Eventually the tiny city came into view. We drove down a dusty gravel road to our hostel and moved into our bare, wood-paneled room before walking around the town. It looked like it was built over night. The one main street resembled a Colorado ski town with its buildings of stained wood and shops of glass trinkets and Argentine jewelry, but the rest was dirt roads. Lanky backpackers wandered alongside native Indians and everyone was dusty and exhausted-looking. El Calafate was simply a stop over for tourists who wanted to visit the glaciers; people stayed the night here, left their trash and shook off their dirty clothes, and moved on to the next place.

We were stuck there for four days, stranded in the middle of high tourist season without a bus ticket or cheap flight up to north to Bariloche, our next planned destination. Ellen and I didn’t have an opportunity to connect with the cultural character of El Calafate until the last night when we decided to go to a dingy bar near our hostel. We had avoided the bar before because of the Argentine men perpetually standing in front of the dim neon sign and beckoning us inside. But it was costume night. Teenaged girls dressed as Minnie Mouse or cheerleaders huddled in the bathroom primping before heading out to dance around the tables to American music. Ellen and I ordered Capirinhias — a sweet drink made from Brazilian rum — and sang the familiar songs while the girls flirted with the costumed guys. Soon Minnie Mouse offered to paint our cheeks with hearts. While she got to work with the face paint, we asked her questions about El Calafate. “I visit my grandparents here every summer because it’s so much fun! There’s always something to do here and never anything to do in my hometown.”

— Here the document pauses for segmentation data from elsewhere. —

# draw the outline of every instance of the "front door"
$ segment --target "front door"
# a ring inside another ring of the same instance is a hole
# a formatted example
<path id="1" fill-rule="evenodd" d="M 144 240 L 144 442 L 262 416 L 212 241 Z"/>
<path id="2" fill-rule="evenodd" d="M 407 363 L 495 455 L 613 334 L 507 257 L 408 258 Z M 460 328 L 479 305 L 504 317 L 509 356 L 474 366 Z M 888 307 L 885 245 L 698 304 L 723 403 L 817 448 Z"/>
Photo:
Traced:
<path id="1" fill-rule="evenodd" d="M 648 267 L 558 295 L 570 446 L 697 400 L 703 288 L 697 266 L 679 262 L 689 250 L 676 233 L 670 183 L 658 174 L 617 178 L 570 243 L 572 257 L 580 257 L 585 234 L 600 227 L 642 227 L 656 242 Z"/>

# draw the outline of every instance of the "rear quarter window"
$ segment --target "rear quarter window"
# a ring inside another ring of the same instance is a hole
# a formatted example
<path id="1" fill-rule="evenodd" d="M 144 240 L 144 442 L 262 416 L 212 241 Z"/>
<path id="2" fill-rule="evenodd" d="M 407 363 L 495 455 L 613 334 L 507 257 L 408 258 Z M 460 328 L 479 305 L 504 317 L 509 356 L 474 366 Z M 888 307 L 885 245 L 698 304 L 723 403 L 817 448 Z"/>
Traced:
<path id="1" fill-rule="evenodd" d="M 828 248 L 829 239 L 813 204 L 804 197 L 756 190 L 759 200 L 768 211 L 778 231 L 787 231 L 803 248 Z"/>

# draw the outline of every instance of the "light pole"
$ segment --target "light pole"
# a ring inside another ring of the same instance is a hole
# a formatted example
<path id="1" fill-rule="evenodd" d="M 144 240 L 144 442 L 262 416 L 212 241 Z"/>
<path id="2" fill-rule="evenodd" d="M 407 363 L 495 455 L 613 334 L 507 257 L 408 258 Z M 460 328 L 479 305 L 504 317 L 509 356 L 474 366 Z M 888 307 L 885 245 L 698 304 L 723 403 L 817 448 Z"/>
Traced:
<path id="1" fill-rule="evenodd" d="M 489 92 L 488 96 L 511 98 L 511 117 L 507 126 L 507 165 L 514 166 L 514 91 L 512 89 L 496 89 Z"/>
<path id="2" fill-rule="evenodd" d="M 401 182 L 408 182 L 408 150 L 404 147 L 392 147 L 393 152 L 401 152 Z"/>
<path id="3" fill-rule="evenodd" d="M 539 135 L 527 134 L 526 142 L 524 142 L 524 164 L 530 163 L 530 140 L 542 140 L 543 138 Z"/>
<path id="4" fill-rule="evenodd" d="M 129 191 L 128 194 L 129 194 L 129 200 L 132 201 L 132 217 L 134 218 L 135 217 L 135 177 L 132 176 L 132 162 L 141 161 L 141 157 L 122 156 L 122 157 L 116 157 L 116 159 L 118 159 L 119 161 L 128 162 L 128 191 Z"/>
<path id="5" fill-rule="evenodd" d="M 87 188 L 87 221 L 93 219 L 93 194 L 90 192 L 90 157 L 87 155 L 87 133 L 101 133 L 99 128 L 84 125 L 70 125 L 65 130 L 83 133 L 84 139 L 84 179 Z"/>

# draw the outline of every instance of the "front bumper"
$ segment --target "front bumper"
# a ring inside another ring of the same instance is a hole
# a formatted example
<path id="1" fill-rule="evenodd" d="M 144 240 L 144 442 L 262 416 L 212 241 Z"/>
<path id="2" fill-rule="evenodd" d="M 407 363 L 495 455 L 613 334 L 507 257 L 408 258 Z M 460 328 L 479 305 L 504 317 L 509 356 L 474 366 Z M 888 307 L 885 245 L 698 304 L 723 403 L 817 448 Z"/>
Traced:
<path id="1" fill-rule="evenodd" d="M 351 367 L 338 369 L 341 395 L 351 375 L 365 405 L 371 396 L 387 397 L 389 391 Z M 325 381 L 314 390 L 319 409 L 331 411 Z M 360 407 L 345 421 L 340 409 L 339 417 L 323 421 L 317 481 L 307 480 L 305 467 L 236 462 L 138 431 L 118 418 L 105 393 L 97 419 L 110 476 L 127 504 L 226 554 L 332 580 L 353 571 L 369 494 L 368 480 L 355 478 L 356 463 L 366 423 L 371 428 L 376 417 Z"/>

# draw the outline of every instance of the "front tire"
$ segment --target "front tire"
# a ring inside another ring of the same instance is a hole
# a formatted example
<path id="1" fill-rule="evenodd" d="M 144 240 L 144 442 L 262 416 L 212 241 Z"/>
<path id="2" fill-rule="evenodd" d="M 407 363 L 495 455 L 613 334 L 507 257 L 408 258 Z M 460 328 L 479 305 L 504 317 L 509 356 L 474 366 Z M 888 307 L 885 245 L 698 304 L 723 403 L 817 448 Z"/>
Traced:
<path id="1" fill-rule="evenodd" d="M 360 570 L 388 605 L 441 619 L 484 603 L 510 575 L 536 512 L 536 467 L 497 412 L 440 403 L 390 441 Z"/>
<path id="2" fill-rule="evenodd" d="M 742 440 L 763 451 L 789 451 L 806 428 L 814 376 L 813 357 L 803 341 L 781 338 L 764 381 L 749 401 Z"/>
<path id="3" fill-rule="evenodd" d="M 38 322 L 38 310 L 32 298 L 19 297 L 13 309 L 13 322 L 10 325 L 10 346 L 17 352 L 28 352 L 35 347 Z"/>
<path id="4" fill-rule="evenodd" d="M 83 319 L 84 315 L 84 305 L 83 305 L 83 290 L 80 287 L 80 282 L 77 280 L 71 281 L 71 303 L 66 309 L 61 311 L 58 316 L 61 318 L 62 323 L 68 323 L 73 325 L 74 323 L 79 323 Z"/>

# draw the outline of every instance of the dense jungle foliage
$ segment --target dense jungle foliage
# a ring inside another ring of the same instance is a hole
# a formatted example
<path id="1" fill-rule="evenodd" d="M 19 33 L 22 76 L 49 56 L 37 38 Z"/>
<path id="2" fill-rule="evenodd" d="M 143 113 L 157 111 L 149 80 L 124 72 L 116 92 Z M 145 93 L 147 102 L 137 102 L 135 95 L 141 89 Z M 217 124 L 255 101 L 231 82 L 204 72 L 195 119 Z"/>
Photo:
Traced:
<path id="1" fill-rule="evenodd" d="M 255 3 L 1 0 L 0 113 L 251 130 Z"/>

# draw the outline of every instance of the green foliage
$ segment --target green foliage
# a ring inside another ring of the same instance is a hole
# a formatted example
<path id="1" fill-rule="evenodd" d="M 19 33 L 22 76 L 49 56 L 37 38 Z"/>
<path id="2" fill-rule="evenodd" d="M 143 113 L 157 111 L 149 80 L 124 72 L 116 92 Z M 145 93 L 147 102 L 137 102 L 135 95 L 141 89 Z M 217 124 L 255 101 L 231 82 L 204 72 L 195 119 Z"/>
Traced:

To Ellen and me, El Calafate was the dullest place we visited. The nightlife faded by two in the morning — early by Argentine standards — and people packed the bus station, trying to get to another city. No tourist we encountered voluntarily stayed a day longer than necessary in El Calafate. Nevertheless, for Minnie the town was a bustling and exciting hotspot. Tourists brought variety and flirted with the beautiful Argentineans while the bars and a pool hall attracted all the local teenagers. Our expectations of a well-developed city-town like Ushuaia distorted our perceptions; were it not for Minnie we would have been completely unaware of the excited buzz surrounding small-town Argentina.